Protestare contro Trump, ha aggiunto, è diventato “meno sicuro”. Più di 180 persone, ad esempio, sono state arrestate per aver protestato contro l’insediamento di Trump, e alcune sono state accusate di reato di rivolta, anche se molte di queste accuse sono state successivamente ritirate.
Ma Trump ha promesso vendetta contro critici e oppositori, e molti temono che questa volta la repressione del dissenso sarà molto più dura.
“Ci saranno alcune persone che troveranno il modo di resistere”, ha detto Gillespie della Emory University. “La grande domanda è: come risponderà Trump?
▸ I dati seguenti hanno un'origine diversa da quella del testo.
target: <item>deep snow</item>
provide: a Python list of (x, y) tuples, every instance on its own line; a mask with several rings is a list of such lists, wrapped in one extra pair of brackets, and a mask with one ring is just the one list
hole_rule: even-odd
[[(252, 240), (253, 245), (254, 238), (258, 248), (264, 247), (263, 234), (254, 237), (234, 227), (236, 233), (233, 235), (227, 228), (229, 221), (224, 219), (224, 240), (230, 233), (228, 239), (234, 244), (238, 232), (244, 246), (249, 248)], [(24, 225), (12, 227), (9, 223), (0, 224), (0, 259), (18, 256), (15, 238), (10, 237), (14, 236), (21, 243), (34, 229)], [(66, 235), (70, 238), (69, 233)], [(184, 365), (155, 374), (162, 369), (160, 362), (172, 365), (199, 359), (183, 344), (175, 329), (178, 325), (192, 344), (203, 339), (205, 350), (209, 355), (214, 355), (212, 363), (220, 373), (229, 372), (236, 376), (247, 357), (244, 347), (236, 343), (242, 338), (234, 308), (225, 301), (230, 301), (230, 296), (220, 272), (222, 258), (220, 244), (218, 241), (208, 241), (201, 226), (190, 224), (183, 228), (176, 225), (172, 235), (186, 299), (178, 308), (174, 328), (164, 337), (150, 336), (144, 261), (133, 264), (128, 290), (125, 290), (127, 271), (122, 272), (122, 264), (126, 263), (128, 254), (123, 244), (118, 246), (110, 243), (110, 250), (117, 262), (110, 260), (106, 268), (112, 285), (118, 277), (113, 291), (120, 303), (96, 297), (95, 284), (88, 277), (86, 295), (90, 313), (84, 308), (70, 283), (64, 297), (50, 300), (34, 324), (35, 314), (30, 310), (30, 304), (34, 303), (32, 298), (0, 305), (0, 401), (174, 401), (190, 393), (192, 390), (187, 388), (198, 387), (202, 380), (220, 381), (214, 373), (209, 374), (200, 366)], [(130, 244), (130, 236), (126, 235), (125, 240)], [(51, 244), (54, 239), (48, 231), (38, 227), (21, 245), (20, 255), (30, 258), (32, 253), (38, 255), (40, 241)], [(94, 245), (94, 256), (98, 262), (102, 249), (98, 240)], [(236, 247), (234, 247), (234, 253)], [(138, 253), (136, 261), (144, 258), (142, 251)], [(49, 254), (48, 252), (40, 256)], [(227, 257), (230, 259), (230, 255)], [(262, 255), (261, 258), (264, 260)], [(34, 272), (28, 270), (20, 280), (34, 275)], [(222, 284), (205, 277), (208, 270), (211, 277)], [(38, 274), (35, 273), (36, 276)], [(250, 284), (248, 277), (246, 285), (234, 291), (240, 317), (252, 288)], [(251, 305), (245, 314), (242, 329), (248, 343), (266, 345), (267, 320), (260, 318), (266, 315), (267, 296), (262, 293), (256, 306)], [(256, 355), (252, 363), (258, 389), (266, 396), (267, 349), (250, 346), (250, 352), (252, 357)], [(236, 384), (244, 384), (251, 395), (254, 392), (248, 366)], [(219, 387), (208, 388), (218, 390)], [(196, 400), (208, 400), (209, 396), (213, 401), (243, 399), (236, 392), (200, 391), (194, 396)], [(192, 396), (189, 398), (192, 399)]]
Risponde con la repressione?”
Vigil dell’Università di Boston ha indicato la recente decisione di due importanti quotidiani nazionali di cancellare il loro sostegno a Harris come prova del fatto che anche i potenti temono una reazione di Trump.
“Purtroppo c’è una paura che è diventata [almost] pervasivo tra gli imprenditori, tra i giornalisti, tra la gente comune”, ha detto Vigil.
Trump, ha osservato, ha definito i suoi avversari interni “il nemico interno” – e ha minacciato un intervento militare contro di loro.
“Tutto ciò parla del movimento verso il fascismo su cui Harris aveva ragione”, ha detto Vigil. Ciò, a sua volta, minaccia di smorzare qualsiasi protesta.
“Le persone non solo sono stanche e sfinite e pensano che non abbia più importanza, ma se non vediamo questo tipo di manifestazioni, penso che ci sarà anche un elemento di paura.”